No se trata de astrología ni de creencias esotéricas, sino de un fenómeno biológico vinculado a la estacionalidad, la luz solar y la química cerebral que comienza a gestarse incluso antes del primer aliento. Un estudio de la Universidad de Vanderbilt y datos presentados ante el Colegio Europeo de Neuropsicofarmacología sugieren que los ciclos de la naturaleza dejan una huella imborrable en el sistema de neurotransmisores, predisponiendo a ciertos individuos a tener un trato más armonioso y cordial con los demás.
Quienes nacen en estos meses son más educados
La explicación científica reside en la exposición a la luz y los nutrientes durante el desarrollo fetal y los primeros meses de vida. Estos factores ambientales modulan la producción de dopamina y serotonina, las sustancias encargadas de regular el estado de ánimo y la respuesta ante el estrés.
Según la profesora Xenia Gonda, líder de importantes investigaciones en este ámbito, existe un patrón claro que vincula a quienes nacen en los meses de primavera, específicamente en marzo, abril y mayo en el hemisferio norte, con el llamado temperamento hipertímico.
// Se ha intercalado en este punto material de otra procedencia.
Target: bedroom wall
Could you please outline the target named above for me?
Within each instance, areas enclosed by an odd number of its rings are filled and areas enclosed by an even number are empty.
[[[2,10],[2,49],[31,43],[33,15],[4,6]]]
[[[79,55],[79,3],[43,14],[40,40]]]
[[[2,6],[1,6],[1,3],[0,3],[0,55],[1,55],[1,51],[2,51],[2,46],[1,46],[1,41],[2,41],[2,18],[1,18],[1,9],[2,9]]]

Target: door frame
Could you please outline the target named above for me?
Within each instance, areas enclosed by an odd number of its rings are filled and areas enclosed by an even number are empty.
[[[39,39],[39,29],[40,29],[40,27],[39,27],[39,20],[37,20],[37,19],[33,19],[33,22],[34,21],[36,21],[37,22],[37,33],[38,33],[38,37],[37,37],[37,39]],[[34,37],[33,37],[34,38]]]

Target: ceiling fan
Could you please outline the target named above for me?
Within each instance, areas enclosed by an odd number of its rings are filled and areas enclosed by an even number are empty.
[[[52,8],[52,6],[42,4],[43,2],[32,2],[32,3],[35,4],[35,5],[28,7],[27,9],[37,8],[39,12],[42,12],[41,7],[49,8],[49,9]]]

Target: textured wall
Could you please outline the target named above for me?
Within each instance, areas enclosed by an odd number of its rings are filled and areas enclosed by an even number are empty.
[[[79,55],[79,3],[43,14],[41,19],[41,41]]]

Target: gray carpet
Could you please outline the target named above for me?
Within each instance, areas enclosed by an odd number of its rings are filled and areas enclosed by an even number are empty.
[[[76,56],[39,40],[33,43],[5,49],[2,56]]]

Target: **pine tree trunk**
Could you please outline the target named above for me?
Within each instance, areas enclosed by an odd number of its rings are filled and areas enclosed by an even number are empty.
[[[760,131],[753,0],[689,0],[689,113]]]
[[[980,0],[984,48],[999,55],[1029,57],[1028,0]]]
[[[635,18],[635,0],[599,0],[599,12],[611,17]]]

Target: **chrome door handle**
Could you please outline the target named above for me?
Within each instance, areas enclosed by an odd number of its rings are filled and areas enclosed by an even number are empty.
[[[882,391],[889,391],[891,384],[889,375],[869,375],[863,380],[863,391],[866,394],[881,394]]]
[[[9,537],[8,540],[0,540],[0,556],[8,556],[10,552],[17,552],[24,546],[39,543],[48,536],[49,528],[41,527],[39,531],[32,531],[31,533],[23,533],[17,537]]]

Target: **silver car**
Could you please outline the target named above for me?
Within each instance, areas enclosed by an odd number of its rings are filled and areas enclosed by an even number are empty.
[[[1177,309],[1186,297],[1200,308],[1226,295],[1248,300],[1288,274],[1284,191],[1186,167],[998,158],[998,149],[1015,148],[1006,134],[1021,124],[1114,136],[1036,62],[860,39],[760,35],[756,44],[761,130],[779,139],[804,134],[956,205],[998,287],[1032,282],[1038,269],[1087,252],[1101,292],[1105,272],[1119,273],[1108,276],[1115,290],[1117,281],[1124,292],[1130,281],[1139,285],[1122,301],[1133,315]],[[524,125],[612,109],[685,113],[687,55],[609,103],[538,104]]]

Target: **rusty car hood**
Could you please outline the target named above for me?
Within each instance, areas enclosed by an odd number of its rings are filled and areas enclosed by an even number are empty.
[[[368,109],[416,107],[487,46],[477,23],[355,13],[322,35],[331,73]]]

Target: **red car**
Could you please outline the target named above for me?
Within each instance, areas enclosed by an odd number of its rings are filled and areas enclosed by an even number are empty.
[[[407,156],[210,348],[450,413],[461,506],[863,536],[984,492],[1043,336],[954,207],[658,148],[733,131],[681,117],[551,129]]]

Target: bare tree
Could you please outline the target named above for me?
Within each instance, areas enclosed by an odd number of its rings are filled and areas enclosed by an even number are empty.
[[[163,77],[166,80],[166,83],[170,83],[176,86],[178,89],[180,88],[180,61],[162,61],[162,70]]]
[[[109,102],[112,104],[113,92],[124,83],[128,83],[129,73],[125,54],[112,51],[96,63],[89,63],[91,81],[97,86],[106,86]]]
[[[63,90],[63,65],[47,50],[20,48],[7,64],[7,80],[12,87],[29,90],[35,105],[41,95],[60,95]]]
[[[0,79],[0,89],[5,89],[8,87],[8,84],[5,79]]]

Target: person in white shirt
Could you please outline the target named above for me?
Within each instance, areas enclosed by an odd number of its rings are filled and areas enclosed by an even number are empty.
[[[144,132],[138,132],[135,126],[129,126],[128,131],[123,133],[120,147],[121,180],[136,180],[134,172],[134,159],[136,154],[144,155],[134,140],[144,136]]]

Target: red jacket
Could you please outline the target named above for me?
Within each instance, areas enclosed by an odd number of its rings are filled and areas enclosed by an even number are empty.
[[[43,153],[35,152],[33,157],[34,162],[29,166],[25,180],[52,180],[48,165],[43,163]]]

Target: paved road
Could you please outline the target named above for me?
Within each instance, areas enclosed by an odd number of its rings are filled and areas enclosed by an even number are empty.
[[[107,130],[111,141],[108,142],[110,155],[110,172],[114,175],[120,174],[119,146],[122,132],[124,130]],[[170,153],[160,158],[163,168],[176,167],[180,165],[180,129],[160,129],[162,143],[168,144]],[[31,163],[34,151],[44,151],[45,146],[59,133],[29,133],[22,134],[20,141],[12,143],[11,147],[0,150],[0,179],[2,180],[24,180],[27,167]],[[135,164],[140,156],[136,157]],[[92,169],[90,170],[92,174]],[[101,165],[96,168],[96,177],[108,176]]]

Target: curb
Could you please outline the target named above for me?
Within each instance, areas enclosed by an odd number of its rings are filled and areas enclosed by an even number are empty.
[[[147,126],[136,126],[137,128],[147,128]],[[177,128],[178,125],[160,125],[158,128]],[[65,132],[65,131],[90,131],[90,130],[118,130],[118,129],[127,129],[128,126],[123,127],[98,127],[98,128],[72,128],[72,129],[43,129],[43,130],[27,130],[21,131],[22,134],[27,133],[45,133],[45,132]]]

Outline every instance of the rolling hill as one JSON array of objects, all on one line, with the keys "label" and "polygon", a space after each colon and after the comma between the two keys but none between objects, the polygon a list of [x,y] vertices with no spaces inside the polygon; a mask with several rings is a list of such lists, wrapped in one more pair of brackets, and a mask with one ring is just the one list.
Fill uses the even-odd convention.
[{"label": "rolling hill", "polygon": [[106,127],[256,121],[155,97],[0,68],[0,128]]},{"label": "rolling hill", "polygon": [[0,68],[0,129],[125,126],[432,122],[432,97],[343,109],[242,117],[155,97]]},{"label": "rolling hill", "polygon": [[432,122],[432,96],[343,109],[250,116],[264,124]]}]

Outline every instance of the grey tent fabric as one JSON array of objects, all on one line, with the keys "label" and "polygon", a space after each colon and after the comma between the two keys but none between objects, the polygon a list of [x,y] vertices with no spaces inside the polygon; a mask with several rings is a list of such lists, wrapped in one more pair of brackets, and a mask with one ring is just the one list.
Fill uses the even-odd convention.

Este rasgo biológico se traduce en una personalidad marcadamente optimista, positiva y, por extensión, mucho más inclinada a la cortesía y la cooperación social.
A diferencia de quienes nacen en los meses de invierno, quienes a menudo desarrollan un enfoque más pragmático y reservado, los nacidos en primavera parecen poseer un reloj biológico configurado para la calidez interactiva. La abundancia de luz solar durante su periodo de formación inicial parece estabilizar el sistema de monoaminas, permitiéndoles procesar las emociones de una manera que facilita la paciencia y los buenos modales.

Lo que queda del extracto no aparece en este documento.